Que fait la quercétine dans ton corps ?
La quercétine présente des propriétés intéressantes en laboratoire et dans de petites études, mais son efficacité réelle sous forme de complément alimentaire reste incertaine. Via l'alimentation ordinaire, notamment les oignons et les baies, tu obtiens la forme la mieux absorbée, sans risque pour la santé.
La quercétine est une molécule d'origine végétale que l'on trouve naturellement dans les oignons, les baies, les pommes et le brocoli. Manger 100 grammes de baies par jour peut augmenter le taux de quercétine dans le sang d'environ 50 %. Une alimentation riche en légumes et en fruits peut presque doubler cette concentration, tandis qu'une alimentation pauvre la fait chuter de 30 %.
La quantité de quercétine qui passe réellement dans le sang après ingestion varie énormément d'une personne à l'autre et d'un produit à l'autre : les études mesurent une absorption allant de 0 à plus de 50 %. La forme ingérée joue un rôle majeur.

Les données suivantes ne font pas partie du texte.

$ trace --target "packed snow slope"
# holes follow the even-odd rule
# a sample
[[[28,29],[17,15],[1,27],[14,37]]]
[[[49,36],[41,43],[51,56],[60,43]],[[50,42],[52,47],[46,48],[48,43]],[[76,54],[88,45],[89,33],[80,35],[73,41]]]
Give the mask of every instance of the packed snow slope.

La quercétine issue des oignons, où elle est liée à des sucres de type glucose, est la mieux absorbée. Les compléments alimentaires isolés sont généralement moins bien absorbés. Une fois dans le sang, le corps transforme rapidement la quercétine en produits de dégradation qui circulent dans le sang et l'urine. Fait notable : ce sont probablement ces produits de dégradation, formés par le foie et les bactéries intestinales, qui assurent une grande partie de l'activité biologique, parfois même davantage que la quercétine elle-même.
Dans les études en tube à essai (sur des cellules isolées), la quercétine montre de puissantes propriétés antioxydantes et anti-inflammatoires. Que ces effets se produisent aussi dans le corps humain vivant reste incertain, notamment à cause de cette absorption très variable. Des études de population suggèrent que les personnes ayant un apport plus élevé en quercétine ont un risque légèrement réduit de maladies cardiovasculaires, et une dose de 500 mg a abaissé la pression artérielle ainsi que certains marqueurs d'inflammation dans quelques petites études. Dans d'autres essais cliniques, ces effets n'ont pas été observés : un lien de cause à effet n'est donc pas établi. Pour la prévention du cancer, c'est la même situation : en laboratoire, la quercétine freine la croissance cellulaire, mais les preuves issues d'essais cliniques chez l'humain manquent.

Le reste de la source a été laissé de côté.